Ma allora perché Monti si è spinto così avanti? Qualcuno ipotizza che il premier abbia fatto a Rimini un intervento più da politico che da tecnico. E in qualche modo questa tesi è indirettamente suffragata dalle dichiarazioni del direttore operativo di Fitch, David Riley, che parla di «rischio politico» più che economico per l'Italia, legato proprio alla fine del mandato di Monti nel 2013. Così come le critiche espresse dal Pdl nei confronti delle possibili candidature di ministri dell'attuale governo, suonano come un avvertimento ai «tecnici» di farsi da parte. «Non possiamo fare i donatori di sangue soprattutto a chi si dimostra incapace di fatti e campione delle banalità e delle bugie in campo fiscale, economico e politico», ha tuonato il capogruppo al Senato Maurizio Gasparri al quale certo non sono piaciuti quei passaggi dell'intervento di Monti a Rimini in cui il premier ha definito «deludente» l'eredità di questi ultimi vent'anni.
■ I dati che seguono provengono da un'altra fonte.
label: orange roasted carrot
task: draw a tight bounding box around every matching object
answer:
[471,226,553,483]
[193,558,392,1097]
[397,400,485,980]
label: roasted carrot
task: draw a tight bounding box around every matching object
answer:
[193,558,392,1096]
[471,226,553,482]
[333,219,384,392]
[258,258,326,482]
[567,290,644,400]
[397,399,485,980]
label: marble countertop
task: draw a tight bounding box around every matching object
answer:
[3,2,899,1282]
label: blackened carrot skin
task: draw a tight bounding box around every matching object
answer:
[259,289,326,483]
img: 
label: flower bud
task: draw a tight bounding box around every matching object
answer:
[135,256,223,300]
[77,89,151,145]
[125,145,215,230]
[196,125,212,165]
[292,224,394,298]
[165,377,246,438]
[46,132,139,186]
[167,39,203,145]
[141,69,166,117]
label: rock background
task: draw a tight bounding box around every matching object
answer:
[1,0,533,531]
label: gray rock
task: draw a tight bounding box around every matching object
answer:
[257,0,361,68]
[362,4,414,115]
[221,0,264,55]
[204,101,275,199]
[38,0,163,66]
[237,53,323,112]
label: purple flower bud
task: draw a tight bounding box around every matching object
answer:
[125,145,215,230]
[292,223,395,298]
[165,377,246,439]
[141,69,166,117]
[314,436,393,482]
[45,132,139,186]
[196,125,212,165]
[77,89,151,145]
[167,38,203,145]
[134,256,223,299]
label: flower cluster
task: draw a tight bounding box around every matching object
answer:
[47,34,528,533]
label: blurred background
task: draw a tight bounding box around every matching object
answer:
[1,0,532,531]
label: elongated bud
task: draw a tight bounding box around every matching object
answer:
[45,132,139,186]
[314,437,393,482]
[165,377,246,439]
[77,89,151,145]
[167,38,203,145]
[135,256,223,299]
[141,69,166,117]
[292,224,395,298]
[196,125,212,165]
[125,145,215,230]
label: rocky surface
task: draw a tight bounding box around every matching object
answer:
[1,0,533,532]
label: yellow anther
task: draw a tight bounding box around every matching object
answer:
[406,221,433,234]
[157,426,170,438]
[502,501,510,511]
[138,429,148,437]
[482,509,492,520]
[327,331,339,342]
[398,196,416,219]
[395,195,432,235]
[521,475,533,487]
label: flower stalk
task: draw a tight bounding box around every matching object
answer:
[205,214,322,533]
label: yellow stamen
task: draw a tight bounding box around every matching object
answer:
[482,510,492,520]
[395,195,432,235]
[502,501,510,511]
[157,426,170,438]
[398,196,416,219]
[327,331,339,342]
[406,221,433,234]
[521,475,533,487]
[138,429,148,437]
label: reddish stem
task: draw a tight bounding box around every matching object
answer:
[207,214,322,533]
Il timore che l'emergenza che ha portato i tecnici a Palazzo Chigi si consolidi anche dopo le prossime politiche è forte. Il Pdl è profondamente diviso, ma anche il Pd è in sofferenza. «Per le riforme serve consenso e questo si realizza attraverso il voto, l'emergenza non può continuare», aggiunge Fassina. Lo dice anche Bersani che a Reggio Emilia, alla festa del Pd, ufficializzerà probabilmente la sua corsa per la premiership.
Non ne sono invece così convinti i centristi. «Dipenderà dalle condizioni in cui ci troveremo nel 2013», spiega il portavoce dell'Udc Gianluca Galletti. Anche i centristi si mostrano però, se non scettici, assai meno ottimisti sulla situazione economica: «Siamo sulla strada giusta e per questo le forze politiche che si candidano a governare devono assicurare che non la cambieranno, consapevoli che per uscire dalla crisi ci vorrà tempo».